A Porous Cobalt Tetraphosphonate Metal–Organic Framework: Accurate Structure and Guest Molecule Location Determined by Continuous‐Rotation Electron Diffraction

Single‐crystal electron diffraction has shown to be powerful for structure determination of nano‐ and submicron‐sized crystals that are too small to be studied by single‐crystal X‐ray diffraction. However, it has been very challenging to obtain high quality electron diffraction data from beam sensitive crystals such as metal–organic frameworks (MOFs). It is even more difficult to locate guest species in the pores of MOF crystals. Here, we present synthesis of a novel porous cobalt MOF with 1D channels, [Co 2 (Ni‐H 4 TPPP)]⋅2 DABCO⋅6 H 2 O, (denoted Co‐CAU‐36; DABCO=1,4‐diazabicyclo[2.2.2]octane), and its structure determination using continuous rotation electron diffraction (cRED) data. By combining a fast hybrid electron detector with low sample temperature (96 K), high resolution (0.83–1.00 Å) cRED data could be obtained from eight Co‐CAU‐36 crystals.
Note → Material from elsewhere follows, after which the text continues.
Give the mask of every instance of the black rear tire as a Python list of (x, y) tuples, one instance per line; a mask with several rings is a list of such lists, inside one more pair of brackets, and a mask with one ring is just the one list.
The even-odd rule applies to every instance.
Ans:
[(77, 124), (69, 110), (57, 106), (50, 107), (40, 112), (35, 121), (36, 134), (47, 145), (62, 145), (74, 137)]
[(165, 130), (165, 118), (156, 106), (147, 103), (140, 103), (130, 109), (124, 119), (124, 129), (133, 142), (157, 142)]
Independent structure determinations were conducted using each of the eight cRED datasets. We show that all atoms in the MOF framework could be located. More importantly, we demonstrate for the first time that organic molecules in the pores, which were previously difficult to find, could be located using the cRED data. A comparison of eight independent structure determinations using different datasets shows that structural models differ only on average by 0.03(2) Å for the framework atoms and 0.10(6) and 0.16(12) Å for DABCO and water molecules, respectively.